La verdad del caso Homo sapiens

Le invito a que observe con atención uno de esos dibujos que retratan la evolución de la especie humana. Ya sabe a cuál me refiero.  Del chimpancé al homo sapiens. Un cuadrúpedo canijo que va alzándose, posicionándose en dos patas, haciéndose cada vez más alto, más fuerte, más seguro de sí. El homo sapiens. Literalmente, el hombre que sabe. Ahora bien, qué es lo que sabe este homo sapiens, eso ya no está tan claro.

Si se refiere a su más que demostrada destreza para destruir y matar, no hay más que hablar, para tales habilidades ha dado pruebas de ser más listo que los ratones colorados. Pero quiero creer que el apelativo de homo sapiens hace referencia a una idealización, una meta a la que dar alcance, que el cuadro de la evolución no está acabado. Eso significaría que, sea lo que sea que somos ahora, nuestra mira está puesta en la loable misión de convertirnos en una especie a la que le cuadre el adjetivo de inteligente, hombres en verdad que saben lo que hacen, y para qué lo hacen.

El homo sapiens, entonces, sería como el destino glorioso que aguarda a la especie. Silvio Rodríguez dice en una canción que somos el pasado remoto del hombre. Es decir, somos tránsito. Afirma Nietzsche en su Zaratustra que

“lo más grande del hombre es que es un puente y no una meta. Lo que debemos amar en el hombre es que consiste en un tránsito y no un ocaso»

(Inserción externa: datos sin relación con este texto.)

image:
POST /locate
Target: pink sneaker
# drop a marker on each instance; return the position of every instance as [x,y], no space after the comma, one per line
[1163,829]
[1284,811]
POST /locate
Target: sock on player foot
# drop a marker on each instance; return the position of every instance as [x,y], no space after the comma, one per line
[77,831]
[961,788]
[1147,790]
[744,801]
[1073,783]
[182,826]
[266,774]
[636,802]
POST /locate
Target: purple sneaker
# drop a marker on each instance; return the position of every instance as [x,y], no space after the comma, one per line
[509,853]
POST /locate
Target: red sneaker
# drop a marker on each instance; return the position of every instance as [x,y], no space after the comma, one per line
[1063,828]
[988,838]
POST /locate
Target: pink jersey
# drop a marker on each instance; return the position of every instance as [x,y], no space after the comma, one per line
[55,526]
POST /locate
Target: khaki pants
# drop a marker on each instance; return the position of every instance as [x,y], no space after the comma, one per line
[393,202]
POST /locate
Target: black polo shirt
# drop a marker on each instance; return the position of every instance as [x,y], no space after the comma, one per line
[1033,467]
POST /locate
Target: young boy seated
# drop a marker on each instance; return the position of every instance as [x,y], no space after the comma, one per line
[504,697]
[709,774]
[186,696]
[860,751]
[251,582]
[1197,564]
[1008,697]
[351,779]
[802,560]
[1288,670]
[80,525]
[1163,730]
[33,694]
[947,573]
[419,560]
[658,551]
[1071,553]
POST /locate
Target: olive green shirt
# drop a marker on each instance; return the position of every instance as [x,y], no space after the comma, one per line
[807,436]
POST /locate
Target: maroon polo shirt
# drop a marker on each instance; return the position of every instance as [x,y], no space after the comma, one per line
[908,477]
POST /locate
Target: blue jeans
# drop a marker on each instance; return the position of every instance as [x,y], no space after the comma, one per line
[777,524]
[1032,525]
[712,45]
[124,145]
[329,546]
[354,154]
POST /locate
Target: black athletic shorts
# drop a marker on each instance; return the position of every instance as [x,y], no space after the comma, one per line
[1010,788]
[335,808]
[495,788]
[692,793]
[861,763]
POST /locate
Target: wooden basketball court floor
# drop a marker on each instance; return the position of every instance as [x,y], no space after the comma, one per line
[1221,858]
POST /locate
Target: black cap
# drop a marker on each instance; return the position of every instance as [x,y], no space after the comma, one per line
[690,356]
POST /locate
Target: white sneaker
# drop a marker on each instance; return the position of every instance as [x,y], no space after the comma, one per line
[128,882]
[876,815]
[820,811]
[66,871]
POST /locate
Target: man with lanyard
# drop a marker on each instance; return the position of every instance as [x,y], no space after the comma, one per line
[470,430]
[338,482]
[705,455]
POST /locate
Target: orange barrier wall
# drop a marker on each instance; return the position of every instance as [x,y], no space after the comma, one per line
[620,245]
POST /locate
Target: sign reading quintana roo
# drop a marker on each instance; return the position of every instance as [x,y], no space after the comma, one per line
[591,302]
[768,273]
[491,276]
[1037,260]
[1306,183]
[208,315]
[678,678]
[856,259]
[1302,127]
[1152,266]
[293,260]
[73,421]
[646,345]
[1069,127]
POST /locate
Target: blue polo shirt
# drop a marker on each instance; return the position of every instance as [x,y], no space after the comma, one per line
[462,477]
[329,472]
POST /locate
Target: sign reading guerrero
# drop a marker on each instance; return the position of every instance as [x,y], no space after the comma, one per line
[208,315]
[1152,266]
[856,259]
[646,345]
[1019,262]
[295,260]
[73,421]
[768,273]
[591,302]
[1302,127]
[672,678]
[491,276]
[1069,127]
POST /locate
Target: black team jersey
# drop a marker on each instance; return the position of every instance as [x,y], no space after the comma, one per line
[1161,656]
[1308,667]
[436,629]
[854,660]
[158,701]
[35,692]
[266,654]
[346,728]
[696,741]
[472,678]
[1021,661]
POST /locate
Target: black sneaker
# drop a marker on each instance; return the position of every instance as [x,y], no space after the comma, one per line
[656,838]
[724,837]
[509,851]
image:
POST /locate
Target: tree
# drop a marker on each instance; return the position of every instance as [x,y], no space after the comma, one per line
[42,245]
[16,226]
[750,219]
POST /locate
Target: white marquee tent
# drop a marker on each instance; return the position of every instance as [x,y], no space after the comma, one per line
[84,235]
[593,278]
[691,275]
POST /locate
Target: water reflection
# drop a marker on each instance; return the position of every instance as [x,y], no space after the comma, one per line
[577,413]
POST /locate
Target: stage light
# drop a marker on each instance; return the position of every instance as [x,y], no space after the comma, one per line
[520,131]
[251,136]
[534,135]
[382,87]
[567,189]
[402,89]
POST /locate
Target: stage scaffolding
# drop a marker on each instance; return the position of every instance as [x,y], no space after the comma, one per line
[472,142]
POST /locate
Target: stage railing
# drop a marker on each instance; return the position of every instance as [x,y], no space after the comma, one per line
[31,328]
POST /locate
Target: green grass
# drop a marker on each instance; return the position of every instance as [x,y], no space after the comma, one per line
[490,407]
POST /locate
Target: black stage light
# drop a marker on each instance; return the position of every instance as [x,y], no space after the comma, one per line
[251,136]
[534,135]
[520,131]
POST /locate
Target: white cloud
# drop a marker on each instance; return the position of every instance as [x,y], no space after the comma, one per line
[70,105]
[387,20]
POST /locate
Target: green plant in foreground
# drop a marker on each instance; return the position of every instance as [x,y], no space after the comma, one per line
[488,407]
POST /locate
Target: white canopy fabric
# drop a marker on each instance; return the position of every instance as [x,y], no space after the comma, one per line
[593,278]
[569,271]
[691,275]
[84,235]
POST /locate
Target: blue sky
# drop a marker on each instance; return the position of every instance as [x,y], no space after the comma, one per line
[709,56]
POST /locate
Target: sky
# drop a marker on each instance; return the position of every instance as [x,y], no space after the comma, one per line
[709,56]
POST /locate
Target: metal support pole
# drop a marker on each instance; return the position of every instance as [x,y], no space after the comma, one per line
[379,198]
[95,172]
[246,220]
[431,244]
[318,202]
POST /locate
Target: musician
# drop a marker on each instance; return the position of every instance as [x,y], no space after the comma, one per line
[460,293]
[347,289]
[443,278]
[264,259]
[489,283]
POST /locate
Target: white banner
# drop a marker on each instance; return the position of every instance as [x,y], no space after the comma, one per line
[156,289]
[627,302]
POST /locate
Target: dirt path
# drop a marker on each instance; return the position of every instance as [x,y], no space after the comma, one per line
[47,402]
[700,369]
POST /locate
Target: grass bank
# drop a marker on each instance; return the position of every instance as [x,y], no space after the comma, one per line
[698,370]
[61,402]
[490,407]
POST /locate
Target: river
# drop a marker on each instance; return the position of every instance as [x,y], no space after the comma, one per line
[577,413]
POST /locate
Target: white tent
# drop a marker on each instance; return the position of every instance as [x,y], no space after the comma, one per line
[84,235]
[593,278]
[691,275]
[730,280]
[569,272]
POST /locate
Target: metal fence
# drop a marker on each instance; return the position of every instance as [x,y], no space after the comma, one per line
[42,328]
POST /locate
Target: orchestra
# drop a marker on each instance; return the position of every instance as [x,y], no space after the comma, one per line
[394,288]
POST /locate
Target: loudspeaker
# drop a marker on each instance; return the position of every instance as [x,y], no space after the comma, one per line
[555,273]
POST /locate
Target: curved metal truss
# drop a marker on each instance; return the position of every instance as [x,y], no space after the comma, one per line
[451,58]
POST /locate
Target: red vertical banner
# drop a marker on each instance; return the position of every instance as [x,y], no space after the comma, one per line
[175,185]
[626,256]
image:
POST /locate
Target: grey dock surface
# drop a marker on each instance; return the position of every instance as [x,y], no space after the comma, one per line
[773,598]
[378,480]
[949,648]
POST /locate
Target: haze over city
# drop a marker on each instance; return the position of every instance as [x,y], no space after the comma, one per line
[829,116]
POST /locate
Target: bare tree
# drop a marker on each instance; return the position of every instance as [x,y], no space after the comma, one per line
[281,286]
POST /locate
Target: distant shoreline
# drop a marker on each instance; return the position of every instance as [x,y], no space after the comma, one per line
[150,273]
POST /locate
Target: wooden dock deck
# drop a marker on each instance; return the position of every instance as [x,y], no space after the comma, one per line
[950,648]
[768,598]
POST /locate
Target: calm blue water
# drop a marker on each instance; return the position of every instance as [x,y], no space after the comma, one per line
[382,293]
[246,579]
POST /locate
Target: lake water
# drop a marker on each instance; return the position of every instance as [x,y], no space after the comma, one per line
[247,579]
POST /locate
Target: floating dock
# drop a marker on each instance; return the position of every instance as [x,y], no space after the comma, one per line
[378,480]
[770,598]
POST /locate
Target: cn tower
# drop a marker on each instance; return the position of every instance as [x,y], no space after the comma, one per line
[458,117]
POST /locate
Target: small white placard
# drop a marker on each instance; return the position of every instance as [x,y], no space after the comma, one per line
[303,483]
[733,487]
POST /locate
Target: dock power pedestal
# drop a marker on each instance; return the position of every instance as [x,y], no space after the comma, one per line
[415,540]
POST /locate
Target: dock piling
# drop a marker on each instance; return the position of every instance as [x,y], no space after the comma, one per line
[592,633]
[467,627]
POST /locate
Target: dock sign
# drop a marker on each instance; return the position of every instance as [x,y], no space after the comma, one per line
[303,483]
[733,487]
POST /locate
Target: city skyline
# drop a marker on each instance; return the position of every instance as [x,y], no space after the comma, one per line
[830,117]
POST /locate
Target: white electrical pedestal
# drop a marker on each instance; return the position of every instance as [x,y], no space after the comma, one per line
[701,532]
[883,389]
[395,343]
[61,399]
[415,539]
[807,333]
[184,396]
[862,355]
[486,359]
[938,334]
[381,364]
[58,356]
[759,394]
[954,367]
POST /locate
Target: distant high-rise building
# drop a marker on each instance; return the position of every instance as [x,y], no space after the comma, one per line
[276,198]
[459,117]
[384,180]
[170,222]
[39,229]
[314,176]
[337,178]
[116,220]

En el libro I de sus 9 Libros de Historia, cuenta Heródoto que, hallándose en Tebas el historiador Hecateo, quiso visitar el templo del dios Júpiter. Consintieron los sacerdotes en complacerle y no solo le mostraron el templo, sino que le adentraron por la sala donde descansaban los colosos de madera de sus antepasados, esto es, 345 estatuas que representaban a los sumos sacerdotes fallecidos desde la fundación del templo. No habían recorrido ni la mitad del recinto cuando el griego Hecateo se vino arriba, sacó pecho y dijo sentirse muy complacido de la veneración que profesaban a aquellos dioses, pues él mismo pertenecía a una estirpe divina, ya que su decimosexto abuelo había sido un dios.

Los monjes se miraron unos a otros sin dar crédito a lo que escuchaban, pusieron fin a la excursión y

“no queriendo sufrirle la suposición de que un hombre pudiera haber nacido de un dios, le explicaron que aquellos sacerdotes a los que tanto respetaban no eran sino piromis, hijos de otro piromis (esto es, un hombre bueno hijo de otro hombre bueno, pues piromis equivale en griego a bueno y honrado), sin que ninguno de ellos descendiese de dios ni de héroe alguno”.

Claro que no eran dioses, ni falta que les hacía, pues el mayor logro que puede alcanzar un hombre es vivir la vida como un piromis, es decir, como un hombre bueno.

Otra historia similar es la que cuenta Teofrasto en su Vida de Apolonio de Tiana. Dice que estando Apolonio por Oriente se acercó a conocer a los brahmanes y les preguntó  quiénes creían ser ellos, pues todo el mundo los veneraba como a dioses. Y, en efecto, ellos respondieron que no eran ni hijos ni seguidores de un dios, como piensan de sí los hombres ordinarios, sino dioses mismos. Apolonio se quedó de una pieza. Volvió a preguntarles que por qué creían tal cosa y los brahmanes respondieron: “porque somos hombres de bien”.

Aunque parezca una fanfarronada de los brahmanes, no hay ni una punta de arrogancia en esa frase. Es una respuesta con sentido. Ser hombre de bien es, desde luego, el modo más coherente de llamar al hombre sabio.

Leonardo da Vinci, al que nadie acusará de idiota, dejó escrito en su libro de notas que

 “si encontráis a un hombre virtuoso y bueno, no lo apartéis de vosotros; honradlo para que no tenga que huir y refugiarse en desiertos o cavernas u otros lugares solitarios, lejos de vuestras insidias; miradlos como a dioses terrestres, merecedores de estatuas y simulacros”.

Está claro, pues, que alcanzar la categoría de “hombres de bien” es el salvoconducto que cualquier persona necesita para doctorarse en el grado de homo sapiens.